While the ultimate goal of investing is to post high returns, part of the game can be to have fun while doing it. Stocking up on government bonds, tackling a bevy of T-bills and pouring savings into a cozy mutual fund isn’t exactly exciting. The beguiling enticement of a penny play can add a little zest to the spirit.
Junior mining companies in the diamond sector exemplify this arena with boom or bust written all over them. A number of junior firms are trying to make an impact, hoping for that major strike.
Diamond discoveries are relatively rare, enhancing their allure and price. Total annual rough production is on the north side of 100 million carats, a total that would fit into one industrial skip, which is about 12 cubic metres in size.

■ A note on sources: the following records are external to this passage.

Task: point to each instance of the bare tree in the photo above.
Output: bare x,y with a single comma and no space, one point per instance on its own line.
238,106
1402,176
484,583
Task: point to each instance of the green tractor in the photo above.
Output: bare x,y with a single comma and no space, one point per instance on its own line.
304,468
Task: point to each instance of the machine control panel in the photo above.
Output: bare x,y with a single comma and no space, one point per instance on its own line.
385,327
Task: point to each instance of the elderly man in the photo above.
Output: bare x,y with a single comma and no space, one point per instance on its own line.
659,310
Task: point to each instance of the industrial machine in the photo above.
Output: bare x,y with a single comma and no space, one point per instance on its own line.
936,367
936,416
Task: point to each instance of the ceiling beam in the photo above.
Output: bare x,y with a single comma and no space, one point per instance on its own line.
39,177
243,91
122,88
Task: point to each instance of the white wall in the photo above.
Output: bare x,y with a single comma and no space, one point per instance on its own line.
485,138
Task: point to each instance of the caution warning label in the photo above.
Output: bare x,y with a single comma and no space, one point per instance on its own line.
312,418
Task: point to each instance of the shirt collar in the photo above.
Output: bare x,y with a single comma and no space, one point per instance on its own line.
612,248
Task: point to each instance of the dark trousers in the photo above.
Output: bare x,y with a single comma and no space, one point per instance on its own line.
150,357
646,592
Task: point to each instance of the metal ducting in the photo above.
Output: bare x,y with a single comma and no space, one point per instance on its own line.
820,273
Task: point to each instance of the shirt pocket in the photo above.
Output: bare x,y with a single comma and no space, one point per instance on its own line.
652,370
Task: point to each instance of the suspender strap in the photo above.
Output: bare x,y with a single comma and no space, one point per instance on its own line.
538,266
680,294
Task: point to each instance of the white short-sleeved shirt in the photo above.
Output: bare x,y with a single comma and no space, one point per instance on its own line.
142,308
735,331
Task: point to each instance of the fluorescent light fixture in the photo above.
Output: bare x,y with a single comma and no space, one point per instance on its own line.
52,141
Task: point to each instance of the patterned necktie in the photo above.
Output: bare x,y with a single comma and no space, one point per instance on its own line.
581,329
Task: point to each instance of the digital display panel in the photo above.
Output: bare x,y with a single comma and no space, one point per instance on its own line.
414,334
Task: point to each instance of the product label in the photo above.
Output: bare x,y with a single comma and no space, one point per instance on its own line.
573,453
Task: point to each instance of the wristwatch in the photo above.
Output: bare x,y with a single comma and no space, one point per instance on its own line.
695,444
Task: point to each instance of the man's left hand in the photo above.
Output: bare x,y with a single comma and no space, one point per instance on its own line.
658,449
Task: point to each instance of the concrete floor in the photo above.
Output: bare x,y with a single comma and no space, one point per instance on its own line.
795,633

How secure is this commodity? Well Benj remains in spectacular Dawson City, Yukon, where at this time of year the light never dies, and interviewed the dancers at Diamond Tooth Gertie’s. Though not necessarily the most random of research samples, all five believed that diamonds were important, representing love, commitment and wealth. One of the women expressed a key sentiment, “I want that rock.”
On the flip side, diamonds are primarily a psychological luxury, similar to gold, and the plunge of that commodity is now an old tune. A small percentage of the market is industrial; these stones are used largely for cutting. About 80 percent of these types of diamonds are man-made.
One company struggling to become a player is Tahera Corp. (TAH-TSE), currently trading at 16.5 cents. While money is always a challenge for this organization, it has managed to strike deals with two majors, BHP Ltd. of Australia and Kennecott Canada Exploration Inc., a unit of Rio Tinto PLC. BHP is the firm that acquired Dia Met Minerals Ltd. and put Canada on the diamond map with their Ekati project in the Northwest Territories. The deal is highly favourable to BHP, which will finance a 200-tonne bulk sample and feasibility study. If all goes well, and the project moves on to commercial production, Tahera expects to see revenue in 2003.
How much this potentially lucrative payday — if it occurs — will mean to investors depends on the ballooning share count. Like many cash-strapped exploration firms, Tahera has issued scads of shares, currently at the 290 million level, and if outstanding warrants and options are counted, a whopping 400 million shares and change could be in the marketplace.
Kennecott is financing the exploration on Tahera’s Rockinghorse and Hood River properties in Nunavut. In addition, the company has alliances with Ashton Mining of Canada Inc. (ACA-TSE) and Navigator Exploration Corp. (NVR-CDNX) and its wholly owned Jericho Diamond Project. This diversification is a definite plus, as a speculative mining outfit ideally has a number of irons in the fire.
Twin Mining Corp. (TWG-TSE) is also hoping that diamonds are forever. Samples from their Torngat play have been processed with the conclusion that on-site work continue. Encouraged by the results, the corporation has staked another 49 claims. Money is in the kitty for an aggressive exploration program this year, but positive results are crucial to obtaining financing.
When chief executive officer Hermann Derbuch sat us contra guys down in the heart of winter to watch his slide show, it was hard to discern which was more impressive: the fantastic returns if everything works perfectly, or how tantalizingly simple it is to transport bells and whistles from one financial forum to another.
Mr. Derbuch is a seasoned hand in the financial game and he has as good a chance as most anybody with limited funds to transform this dream into a reality. Per usual, the necessities are a good patch of ground, diamond prices remaining aloft, a bit of luck, and $50 million or so. The stock price is around half a buck and for those who have some spare change to gamble, this is another possible spot to toss it.
Ultimately these plays do represent a major crapshoot and are definitely not the spot for the mortgage money. But these are likely no bigger a shot in the dark than when South Africa’s De Beers Consolidated Mines Ltd. started convincing people to spend on these sparkling stones.